U.S. Secretary of Education Arne Duncan has announced that over the next decade, every school should replace their textbooks with tablets or e-reader devices. According to Education News
, the Federal Communications Commission (FCC)
is on board with this plan, having conducted studies on the cost effectiveness of this switch for schools. But despite the initial savings, some experts have expressed concerns with high Wi-Fi costs and decreased retention of reading materials among students.
In a Project RED report, the FCC
did a cost breakdown of traditional learning versus “New Learning” with tablets replacing textbooks. A traditional environment costs an average of $3,871 per student annually, including hardware, assessment and curriculum costs. The New Learning cost came to $3,621 per student annually and included paperwork, connectivity and professional development costs. Additionally, tablets will cost less over time, bringing an even greater savings to districts. While the savings would be significant nationwide, districts are concerned with “hidden” costs, most notably Wi-Fi services. Mashable
reports that New York City schools had to ban new devices from accessing school Wi-Fi due to servers being maxed out. The FCC
is prepared with plans to combat this challenge, like “Learning-on-the-Go” devices, an e-rate program to bring affordable connections to schools over fiber lines, and “School Spots” so that schools can provide Internet to the community outside of regular school hours.

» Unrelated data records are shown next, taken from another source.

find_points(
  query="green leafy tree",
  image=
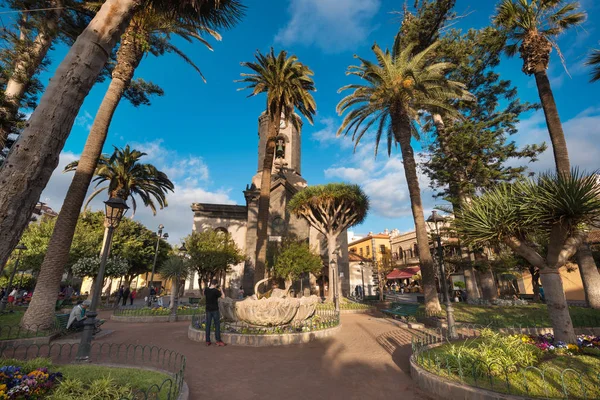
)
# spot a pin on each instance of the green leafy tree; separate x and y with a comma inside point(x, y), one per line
point(594, 61)
point(32, 164)
point(294, 258)
point(555, 207)
point(287, 84)
point(331, 209)
point(211, 253)
point(397, 89)
point(175, 269)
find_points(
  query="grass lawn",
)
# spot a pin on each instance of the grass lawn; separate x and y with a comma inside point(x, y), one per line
point(136, 379)
point(534, 315)
point(10, 329)
point(581, 375)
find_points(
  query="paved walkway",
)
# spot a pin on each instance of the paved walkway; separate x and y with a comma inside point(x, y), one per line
point(368, 359)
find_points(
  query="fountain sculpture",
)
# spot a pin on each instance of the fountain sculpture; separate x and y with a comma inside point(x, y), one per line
point(277, 310)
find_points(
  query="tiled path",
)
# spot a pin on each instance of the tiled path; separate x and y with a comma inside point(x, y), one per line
point(368, 359)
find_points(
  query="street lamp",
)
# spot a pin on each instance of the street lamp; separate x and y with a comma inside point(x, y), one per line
point(20, 247)
point(115, 208)
point(333, 282)
point(362, 275)
point(182, 251)
point(160, 236)
point(433, 221)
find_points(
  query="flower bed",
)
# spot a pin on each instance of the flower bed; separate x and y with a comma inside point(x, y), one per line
point(23, 383)
point(530, 366)
point(29, 380)
point(155, 311)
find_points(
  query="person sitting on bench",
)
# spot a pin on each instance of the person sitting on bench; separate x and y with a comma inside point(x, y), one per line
point(77, 315)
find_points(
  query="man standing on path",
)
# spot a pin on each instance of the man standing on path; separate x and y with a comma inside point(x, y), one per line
point(212, 295)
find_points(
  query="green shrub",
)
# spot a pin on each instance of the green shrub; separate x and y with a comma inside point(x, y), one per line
point(104, 388)
point(492, 353)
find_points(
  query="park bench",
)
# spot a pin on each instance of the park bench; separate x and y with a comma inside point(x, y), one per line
point(401, 310)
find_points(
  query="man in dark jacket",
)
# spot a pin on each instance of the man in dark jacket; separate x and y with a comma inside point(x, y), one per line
point(212, 294)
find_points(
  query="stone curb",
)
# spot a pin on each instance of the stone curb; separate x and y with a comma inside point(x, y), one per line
point(358, 311)
point(441, 388)
point(238, 339)
point(149, 318)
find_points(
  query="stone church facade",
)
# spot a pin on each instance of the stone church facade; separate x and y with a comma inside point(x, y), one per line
point(241, 220)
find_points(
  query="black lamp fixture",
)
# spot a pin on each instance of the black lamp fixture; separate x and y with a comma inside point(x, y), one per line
point(279, 147)
point(433, 221)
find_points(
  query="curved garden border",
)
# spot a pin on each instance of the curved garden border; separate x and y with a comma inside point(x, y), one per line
point(149, 318)
point(441, 388)
point(265, 340)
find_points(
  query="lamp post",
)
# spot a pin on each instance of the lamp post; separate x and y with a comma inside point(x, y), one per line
point(362, 275)
point(434, 219)
point(160, 236)
point(115, 209)
point(20, 247)
point(333, 282)
point(182, 251)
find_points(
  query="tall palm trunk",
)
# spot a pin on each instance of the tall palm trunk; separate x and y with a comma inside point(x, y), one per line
point(128, 58)
point(459, 200)
point(557, 136)
point(264, 200)
point(402, 132)
point(34, 157)
point(25, 67)
point(587, 265)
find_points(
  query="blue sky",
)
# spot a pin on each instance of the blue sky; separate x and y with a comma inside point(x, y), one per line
point(205, 135)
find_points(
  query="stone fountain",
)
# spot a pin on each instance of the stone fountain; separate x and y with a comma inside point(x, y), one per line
point(277, 310)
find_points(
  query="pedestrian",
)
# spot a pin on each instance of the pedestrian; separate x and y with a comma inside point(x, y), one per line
point(12, 296)
point(132, 296)
point(212, 295)
point(120, 295)
point(159, 299)
point(126, 294)
point(78, 315)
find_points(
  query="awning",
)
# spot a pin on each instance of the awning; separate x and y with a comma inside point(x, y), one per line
point(404, 273)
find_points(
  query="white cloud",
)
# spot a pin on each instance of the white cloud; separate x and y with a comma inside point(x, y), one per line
point(581, 132)
point(189, 174)
point(383, 180)
point(332, 25)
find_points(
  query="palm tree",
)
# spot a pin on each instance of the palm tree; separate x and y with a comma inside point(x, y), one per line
point(533, 27)
point(288, 84)
point(331, 209)
point(555, 207)
point(174, 269)
point(594, 61)
point(124, 177)
point(398, 88)
point(27, 170)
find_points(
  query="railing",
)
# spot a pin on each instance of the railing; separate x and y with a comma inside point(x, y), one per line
point(323, 318)
point(116, 355)
point(140, 311)
point(574, 380)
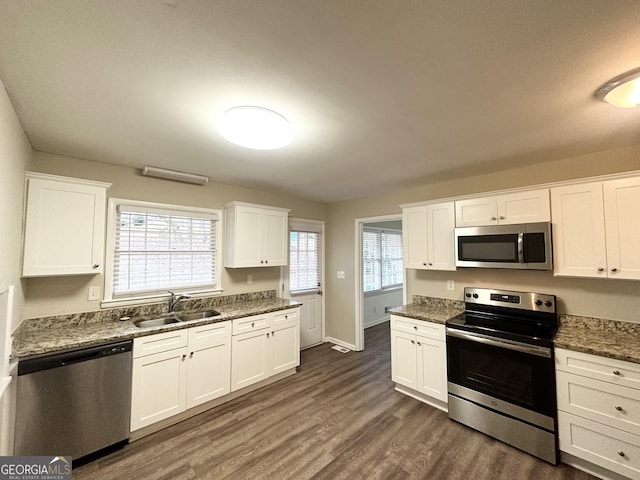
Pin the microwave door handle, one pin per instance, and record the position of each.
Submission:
(521, 247)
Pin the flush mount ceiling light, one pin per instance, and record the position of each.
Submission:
(255, 127)
(622, 91)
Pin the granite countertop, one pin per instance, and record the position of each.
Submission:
(430, 309)
(607, 338)
(50, 334)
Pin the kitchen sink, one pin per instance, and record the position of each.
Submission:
(156, 322)
(185, 317)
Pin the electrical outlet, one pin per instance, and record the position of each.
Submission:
(94, 293)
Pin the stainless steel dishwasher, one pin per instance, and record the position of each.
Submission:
(74, 402)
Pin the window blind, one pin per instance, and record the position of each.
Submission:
(304, 261)
(381, 259)
(157, 250)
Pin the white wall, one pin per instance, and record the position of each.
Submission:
(617, 299)
(374, 306)
(15, 156)
(68, 294)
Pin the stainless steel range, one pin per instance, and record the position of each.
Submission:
(500, 368)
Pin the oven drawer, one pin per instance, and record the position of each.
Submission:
(602, 402)
(606, 369)
(600, 444)
(423, 328)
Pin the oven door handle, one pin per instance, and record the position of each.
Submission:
(502, 343)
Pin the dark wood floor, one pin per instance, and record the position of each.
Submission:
(338, 417)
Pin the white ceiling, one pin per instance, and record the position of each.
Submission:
(380, 93)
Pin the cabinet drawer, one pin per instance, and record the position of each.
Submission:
(606, 369)
(248, 324)
(603, 402)
(431, 330)
(209, 333)
(284, 316)
(160, 342)
(608, 447)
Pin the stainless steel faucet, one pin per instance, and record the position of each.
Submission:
(175, 298)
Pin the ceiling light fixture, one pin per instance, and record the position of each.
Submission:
(621, 91)
(255, 127)
(174, 175)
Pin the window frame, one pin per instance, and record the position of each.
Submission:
(383, 289)
(142, 298)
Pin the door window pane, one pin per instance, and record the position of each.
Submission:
(304, 261)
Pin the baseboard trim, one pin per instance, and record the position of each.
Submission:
(350, 346)
(590, 468)
(434, 402)
(378, 321)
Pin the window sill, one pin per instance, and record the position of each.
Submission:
(131, 301)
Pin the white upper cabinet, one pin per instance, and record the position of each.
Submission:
(622, 227)
(64, 226)
(256, 235)
(428, 236)
(596, 229)
(529, 206)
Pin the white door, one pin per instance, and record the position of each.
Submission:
(303, 278)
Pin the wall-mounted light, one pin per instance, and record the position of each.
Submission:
(621, 91)
(255, 127)
(174, 175)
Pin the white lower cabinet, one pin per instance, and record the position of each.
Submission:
(419, 356)
(176, 370)
(181, 369)
(599, 411)
(271, 346)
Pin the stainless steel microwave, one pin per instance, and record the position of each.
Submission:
(525, 246)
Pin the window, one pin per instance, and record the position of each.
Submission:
(155, 247)
(381, 259)
(304, 261)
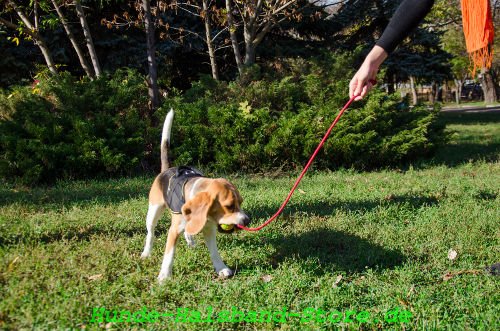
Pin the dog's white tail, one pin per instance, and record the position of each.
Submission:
(165, 140)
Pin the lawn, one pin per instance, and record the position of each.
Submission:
(353, 250)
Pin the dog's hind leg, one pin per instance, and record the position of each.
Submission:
(209, 233)
(168, 258)
(190, 240)
(154, 214)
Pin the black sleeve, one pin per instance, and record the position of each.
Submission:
(406, 18)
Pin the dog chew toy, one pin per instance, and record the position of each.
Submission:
(227, 227)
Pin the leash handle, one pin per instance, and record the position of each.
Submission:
(311, 159)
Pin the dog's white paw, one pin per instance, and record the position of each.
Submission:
(163, 276)
(226, 272)
(190, 240)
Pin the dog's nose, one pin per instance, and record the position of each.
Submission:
(246, 220)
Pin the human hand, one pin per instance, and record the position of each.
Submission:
(365, 77)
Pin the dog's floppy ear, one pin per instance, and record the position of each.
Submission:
(195, 211)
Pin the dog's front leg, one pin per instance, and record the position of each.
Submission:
(154, 214)
(209, 233)
(168, 258)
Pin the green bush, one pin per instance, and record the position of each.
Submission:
(68, 128)
(65, 128)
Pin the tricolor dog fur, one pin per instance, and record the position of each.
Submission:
(208, 203)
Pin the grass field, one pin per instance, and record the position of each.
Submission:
(364, 244)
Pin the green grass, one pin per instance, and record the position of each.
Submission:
(469, 104)
(387, 233)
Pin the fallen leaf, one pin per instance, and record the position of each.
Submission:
(449, 275)
(11, 265)
(452, 254)
(403, 302)
(337, 280)
(266, 278)
(94, 277)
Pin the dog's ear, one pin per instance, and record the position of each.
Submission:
(195, 211)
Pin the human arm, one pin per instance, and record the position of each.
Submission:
(408, 15)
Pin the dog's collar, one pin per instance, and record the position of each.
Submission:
(193, 188)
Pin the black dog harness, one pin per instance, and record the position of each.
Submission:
(177, 178)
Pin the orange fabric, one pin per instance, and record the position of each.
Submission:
(479, 32)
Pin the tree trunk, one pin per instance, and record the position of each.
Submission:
(153, 72)
(250, 51)
(47, 54)
(413, 90)
(458, 96)
(33, 32)
(488, 86)
(88, 38)
(210, 44)
(71, 36)
(233, 37)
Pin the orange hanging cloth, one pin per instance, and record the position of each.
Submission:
(479, 31)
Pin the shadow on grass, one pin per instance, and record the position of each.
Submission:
(329, 207)
(469, 118)
(463, 150)
(102, 192)
(325, 251)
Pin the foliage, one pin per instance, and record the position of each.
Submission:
(63, 127)
(278, 123)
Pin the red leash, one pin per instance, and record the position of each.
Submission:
(305, 168)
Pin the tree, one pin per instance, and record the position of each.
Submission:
(258, 18)
(29, 27)
(153, 71)
(88, 37)
(73, 40)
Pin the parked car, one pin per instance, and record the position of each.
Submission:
(472, 91)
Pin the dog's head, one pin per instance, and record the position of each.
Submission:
(220, 202)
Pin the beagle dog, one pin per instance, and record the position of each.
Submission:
(197, 204)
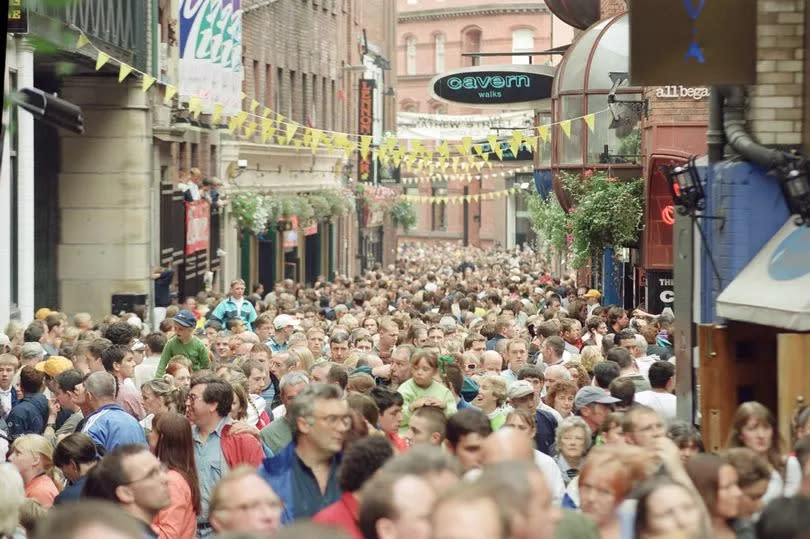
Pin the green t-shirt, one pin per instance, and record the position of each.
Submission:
(194, 350)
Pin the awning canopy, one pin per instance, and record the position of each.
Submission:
(774, 288)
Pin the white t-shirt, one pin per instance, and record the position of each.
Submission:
(663, 403)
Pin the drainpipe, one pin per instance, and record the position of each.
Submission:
(733, 114)
(715, 137)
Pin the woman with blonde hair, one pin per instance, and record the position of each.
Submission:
(32, 454)
(754, 426)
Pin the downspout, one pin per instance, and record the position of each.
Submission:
(732, 112)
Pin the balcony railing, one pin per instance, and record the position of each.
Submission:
(120, 23)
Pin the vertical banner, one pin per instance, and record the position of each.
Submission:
(211, 52)
(365, 164)
(198, 219)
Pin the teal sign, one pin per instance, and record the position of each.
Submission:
(502, 86)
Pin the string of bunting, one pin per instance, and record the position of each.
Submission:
(459, 199)
(465, 176)
(273, 128)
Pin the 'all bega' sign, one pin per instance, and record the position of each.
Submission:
(198, 218)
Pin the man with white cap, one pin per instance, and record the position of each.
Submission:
(284, 325)
(593, 404)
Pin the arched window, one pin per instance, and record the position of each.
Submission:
(522, 40)
(471, 42)
(410, 55)
(438, 53)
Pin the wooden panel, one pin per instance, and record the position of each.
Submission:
(793, 375)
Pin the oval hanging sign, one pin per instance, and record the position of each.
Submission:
(504, 86)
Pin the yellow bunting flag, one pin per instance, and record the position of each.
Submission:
(589, 120)
(171, 91)
(147, 82)
(216, 112)
(123, 71)
(365, 144)
(82, 41)
(566, 127)
(101, 59)
(290, 130)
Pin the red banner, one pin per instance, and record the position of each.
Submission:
(198, 219)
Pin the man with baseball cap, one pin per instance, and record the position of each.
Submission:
(593, 404)
(184, 343)
(284, 325)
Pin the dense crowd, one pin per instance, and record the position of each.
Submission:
(459, 393)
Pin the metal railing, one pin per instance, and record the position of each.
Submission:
(120, 23)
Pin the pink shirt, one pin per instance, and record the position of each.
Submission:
(178, 520)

High-performing South Korea is using digital textbooks, and the FCC
reports that students who have access to technology at home have graduation rates of six to eight percent higher than students with no access. Additionally, many of the textbooks used in schools are outdated, often containing obsolete information, and must be periodically updated to remain current. Education News
reports that textbook publishing giant Houghton Mifflin Harcourt conducted a pilot study in California, at the Riverside Unified School District. Students who used Algebra I digital texts scored higher on standardized tests compared with peers who used standard texts. While these arguments for digital texts are compelling, there may be retention issues associated with digital materials. Mashable
cites a study conducted by Kate Garland, a psychology professor at the University of Leicester. Using both digital and traditional texts, she found significant differences between the two when students were asked to answer text-based questions. When students read traditional print texts, they understood more information on a deeper level.